Engineers, architects, contractors... What does each of them do? Are they all required for each project?
Under the new 2007 California Building Code, many projects will require that a design professional take responsibility for the design of the project. Design profesionals include engineers and architects and sometime building designers. (The State of California stopped licensing building designers some years ago and we don't know any who are still in practice.) Architects are traditionally the leaders of the design team for building projects. Engineers traditionally are the leaders for civil works, such as pipelines, dams and bridges. Contractors may also be architects or engineers, but the licenses are separate. See the State of California website for more information. http://www2.dca.ca.gov/pls/wllpub/wllquery$.startup
In the State of California, civil engineers, structural engineers and architects all have substantially the same authority to design buildings. While they have similar authority, their training and emphasis are different. Architects receive more training in aesthetics and functional flow, engineers receive more training in building strength and construction techniques. Architect and engineers often work together on large projects, but they tend to emphasize different priorities. Architects stereotype engineers as insensitive: engineers stereotype architects as impractical. There is something to both steretypes, but there are certainly skilled members of both professions that transcend them. In general, architects don't prepare structural calculations. Many civil and structural engineers don't do architectural, mechanical, electrical or plumbing plans. At Kembcon we do all or any part of the design.

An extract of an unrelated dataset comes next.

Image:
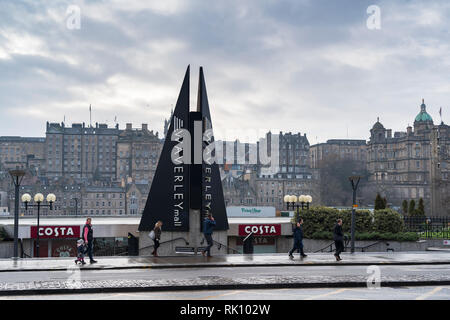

Kembcon does not have any architects on staff at the moment, but we have cordial relations with several architectural firms. If we think a project has significant aesthetic issues, we may bring them in or refer our clients to one of them. Sometimes we work for them, sometimes they work for us, sometimes we both work directly for the client. Generally, for our type of work, no architect is required, but we sometimes choose to bring one in to assist us.
Structural engineers are all civil engineers who have passed an additional State examination. They all must maintain their registration as civil engineers, so the State of California collects two license fees every couple of years. Thre are many civil engineers who do a good job of providing structural engineering services: they just aren't allowed to call themselves structural engineers until they get the second license. By the same token, Kembcon prepares architectural plans, but we donot call ourselves architects.
Contractors are the people who actually oversee and perform the construction. They can have excellent insight on construction techniques and alternate solutions to design problems. They usually have a better handle on the cost implications of a particular design choice than either the architect or the engineer. However, they are not design professionals and cannot make changes to the approved project design without the consent of the engineer or architect of record.
Finally, all property owners are entitled to improve thier own property without using a contractor. They can act as an "Owner-Builder", but they must promise to comply with the State law regarding licensed contractors and workers compensation insurance.
Engineers, architects, contractors: All have thier own areas of expertise and all can contribute to a successful project.